The ethical questions are equally challenging. There’s something very off-putting about the idea of headless meat sacks being grown for harvest.
That said, organ transplantation is unpleasant as is. There’s a black market for organs that is the stuff of nightmares. And, in general, sick old people are sitting around waiting for young people to have a car crashes or some other horrific accidents so that they might get an organ and live a few more years, which is a grim calculus. Beyond all of that, what we already do in terms of harvesting sentient animals for food is abhorrent, and most of us seem to deal with this just fine. It does not feel like a huge leap, at least to me, to think about taking an organ from a brainless sack to save a child or a loved one.
“I understand that this looks weird,” Rebo says. “But ultimately, it’s a system that prioritizes ethics and prioritizes something that can actually work. We can grow these things with our present technology.”
While Kind must currently grow the organs in the womb of an animal, there are futures where similar functions could take place inside of artificial wombs. We wrote earlier this year about Becoming Bio, which has developed an artificial placenta. Over the last couple of years, scientists have also made huge strides in the perfusion systems that keep organs functioning outside of the body. Bexorg does this with brains. And Science Corp. recently unveiled a whole perfusion product line.
Rebo, 47, grew up in Pennsylvania – one of those kids who built Tesla coils and lasers for fun. After obtaining his medical degree in 2010, Rebo went right into bio-tech working with embryonic stem cells and then on parabiosis, where an old animal and a young animal have their bodies fused together to share a circulatory system.
“Ever since I was very young, I thought that the wisest and best people in the world must be working on the obviously most important problem, which is to make people live longer and healthier lives,” he says.
He started KindBio about three years ago after growing dissatisfied with the rate of progress in the longevity field. Today, the company, located in New Hampshire, has a handful of employees. Rebo declines to say how much money the company has raised or from whom.
Kind has spent much of its time researching and identifying the genes that disrupt the formation of the central nervous system and brainstem and other genes that lower the metabolic demands of the organ systems to make them easier to sustain. “They’re not small, tiny cutouts,” he says. “We’re talking about taking out multiple exons.”
Rebo says that Kind has proven out its technology in mice and will move to larger animals this year – first in pigs and then possibly sheep. The company has yet to try a transplant with the organs it has grown and does not expect to do so until the work on the larger animals begins. “The timeline in the larger systems is longer than in mice because mice grow very fast and the generation time is short,” Rebo says. “I would like to have large animal IONs in less than three years and would consider the goal of that stage of research to be a transplant and demonstrating that the organs are life-sustaining.”

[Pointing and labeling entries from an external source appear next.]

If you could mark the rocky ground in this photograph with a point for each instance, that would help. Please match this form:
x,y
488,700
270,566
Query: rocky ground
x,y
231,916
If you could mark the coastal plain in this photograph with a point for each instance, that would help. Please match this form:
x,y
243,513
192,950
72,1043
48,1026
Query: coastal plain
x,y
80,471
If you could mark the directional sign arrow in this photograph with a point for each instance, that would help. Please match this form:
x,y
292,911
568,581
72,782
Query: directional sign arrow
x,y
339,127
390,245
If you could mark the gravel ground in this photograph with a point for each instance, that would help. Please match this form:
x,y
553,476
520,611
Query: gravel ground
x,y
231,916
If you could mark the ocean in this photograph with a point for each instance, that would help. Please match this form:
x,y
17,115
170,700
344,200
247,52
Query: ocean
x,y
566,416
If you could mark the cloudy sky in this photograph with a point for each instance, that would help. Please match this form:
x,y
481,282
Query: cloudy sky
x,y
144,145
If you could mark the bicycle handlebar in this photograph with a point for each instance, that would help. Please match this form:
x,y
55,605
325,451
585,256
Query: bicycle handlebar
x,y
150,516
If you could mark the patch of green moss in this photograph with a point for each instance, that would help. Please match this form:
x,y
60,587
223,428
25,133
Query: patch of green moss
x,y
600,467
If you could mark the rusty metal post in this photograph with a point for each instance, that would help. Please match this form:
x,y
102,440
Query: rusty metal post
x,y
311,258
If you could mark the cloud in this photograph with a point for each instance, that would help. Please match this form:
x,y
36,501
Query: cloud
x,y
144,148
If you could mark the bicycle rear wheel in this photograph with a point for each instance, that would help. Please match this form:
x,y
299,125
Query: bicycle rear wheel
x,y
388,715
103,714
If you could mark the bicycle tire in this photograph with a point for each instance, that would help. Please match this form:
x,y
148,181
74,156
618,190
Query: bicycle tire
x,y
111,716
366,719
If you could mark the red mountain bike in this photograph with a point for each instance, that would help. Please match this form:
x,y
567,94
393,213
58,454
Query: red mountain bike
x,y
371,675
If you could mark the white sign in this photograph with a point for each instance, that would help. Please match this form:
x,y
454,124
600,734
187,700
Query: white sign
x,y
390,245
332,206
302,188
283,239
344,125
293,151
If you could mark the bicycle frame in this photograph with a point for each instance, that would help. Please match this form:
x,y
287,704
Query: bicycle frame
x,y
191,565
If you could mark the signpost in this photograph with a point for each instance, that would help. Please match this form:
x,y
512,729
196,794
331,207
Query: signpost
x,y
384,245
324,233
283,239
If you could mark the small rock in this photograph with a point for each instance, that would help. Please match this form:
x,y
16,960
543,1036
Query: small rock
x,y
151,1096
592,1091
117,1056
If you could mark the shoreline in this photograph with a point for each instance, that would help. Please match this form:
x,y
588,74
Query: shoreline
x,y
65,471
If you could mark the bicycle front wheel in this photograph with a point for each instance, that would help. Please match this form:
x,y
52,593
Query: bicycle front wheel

The technology, if it works, will start out expensive. Rebo, though, can see a future where the price comes down enough to perhaps open the organ work up to other uses beyond transplants. It could, for one, help with animal testing of drugs. “From there, you can imagine getting to a level of scale and cost effectiveness where you could even look at ethical animal products more broadly. You could imagine a leather application or even a meat application.”